DR. KEEGAN: Specifically, what happened was that the antibody was generally delivered directly to the reticular endothelial system, so it was rapidly cleared frequently from the blood and dumped in the liver and spleen rather than going to the usual sites. So we do have precedent with imaging agents that would suggest that HAMA will likely prevent the ability to reuse this product in the future, at least in a significant proportion of patients. There may be some patients where that might not happen. The data are not extensive. And a follow-on to that comment, then I would presume that the Committee might find it useful to study specifically retreatment in a carefully controlled setting.

DR. MILLS: And we could assess that presence of an altered biodistribution by using the diagnostic label, not the therapeutic label to see if indeed the findings we've seen on diagnostic studies previously will occur again in the presence of these therapeutics.

CHAIRPERSON PRZEPIORKA: That's actually a very important study because if in fact that is true, then we as oncologists are not used to ordering HAMAs routinely for our patients. But if in fact it does alter diagnostic studies using other Murine antibodies, we would certainly like to know about that.

DR. SIEGEL: In that regard, it's worth noting, because we've also observed this, it doesn't change the overall risk/benefit but it's something one needs to know about is that a number of laboratory tests, including a number of endocrinological tests, involve use of Murine antibodies in vitro to assess the presence of materials in the serum and the presence of HAMA in the serum. We'll invalidate those -- there's ways around that and it doesn't figure into the overall risk/benefit, but it is worth knowing that so you don't misinterpret certain studies.

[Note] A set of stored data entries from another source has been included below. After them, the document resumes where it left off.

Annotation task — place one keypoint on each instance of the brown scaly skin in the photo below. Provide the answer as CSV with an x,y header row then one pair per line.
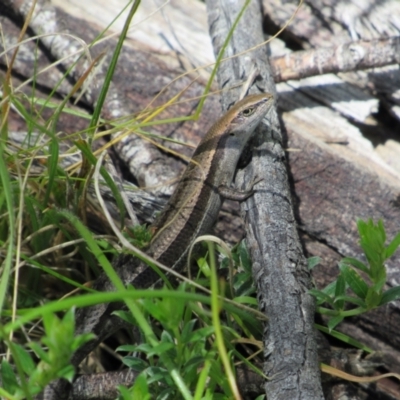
x,y
191,212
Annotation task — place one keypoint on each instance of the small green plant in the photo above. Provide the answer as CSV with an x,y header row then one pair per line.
x,y
360,286
31,379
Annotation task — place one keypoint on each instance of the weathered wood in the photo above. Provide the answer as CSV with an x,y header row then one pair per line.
x,y
279,266
337,173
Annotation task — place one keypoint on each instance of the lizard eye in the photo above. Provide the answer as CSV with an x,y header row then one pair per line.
x,y
248,111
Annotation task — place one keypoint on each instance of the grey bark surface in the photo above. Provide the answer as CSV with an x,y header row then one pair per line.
x,y
279,265
333,181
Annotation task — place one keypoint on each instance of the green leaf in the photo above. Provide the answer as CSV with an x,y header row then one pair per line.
x,y
355,281
201,334
340,290
373,299
135,363
25,359
139,390
390,295
8,378
330,289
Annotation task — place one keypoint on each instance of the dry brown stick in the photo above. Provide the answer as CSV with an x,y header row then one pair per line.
x,y
346,57
149,165
279,266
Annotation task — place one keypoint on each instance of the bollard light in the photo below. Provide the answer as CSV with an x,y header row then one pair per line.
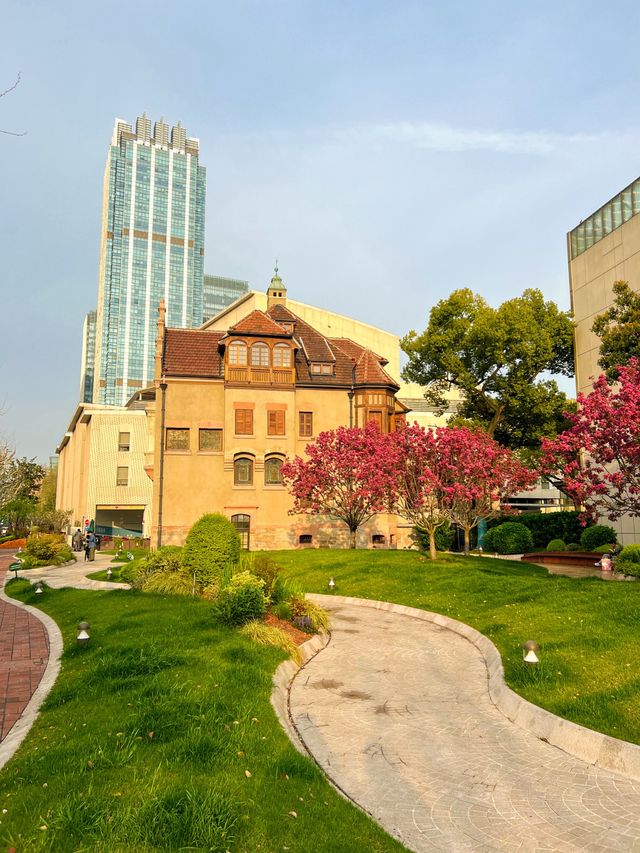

CHAIRPERSON PRZEPIORKA: Additionally, I think one thing that might be added to this list is fertility, although Dr. Press has told us about his patients who have demonstrated their fertility after therapy. I'm thinking the denominator may not be very large and we're just hearing about a few in the numerator. And as we look at upfront protocols for this type of therapy, we should have hard data on that so that patients can make the correct option.

DR. MILLS: Just one other point to make with that is that there were some comments earlier about the amount, the centigrade that were administered to any of the target organs. Do not be reassured by comparing those numbers to external beam radiation therapy centigrade. There is no known relationship, and so while we identified the number and we feel it's reproducible, the relationship to any safety tolerance that's been established with external beam is purely speculation.

CHAIRPERSON PRZEPIORKA: Ms. Krivacic?

MS. KRIVACIC: I think the other issue that I would like to see from a patient perspective is the issue of administering concomitant meds as well, such as your growth factors, and if this has an impact in terms of any kind of adverse events, because I think with the Zevalin trial that was something that was brought up and there was some discussion about that if there was indeed some interaction. So that would be something I'd like to see.

CHAIRPERSON PRZEPIORKA: Other comments from the Committee? Mr. Ohye.

MR. OHYE: I have one general comment, if I may, at the end of this meeting. I know there was some criticism about the length of time it took to get Bexxar approved, but as I look at the regulatory history as sort of dispassionate, old broken-down regulatory guy, I think kudos are in order for both the Agency and Corixa for taking a very difficult and challenging approval process and getting your arms around this, taking data that are 12 years old, sending people in the field to audit data, examining subpopulations very carefully to make sure that you didn't miss anything. And I think kudos are in order to Corixa for coming on board and recognizing that there was an important drug here, and congratulations for bringing this through.

CHAIRPERSON PRZEPIORKA: Any other comments from the Committee? Hearing none, I call this meeting adjourned. Thank you and good night to everyone.

(Whereupon, at 6:02 p.m., the Advisory Committee meeting was adjourned.)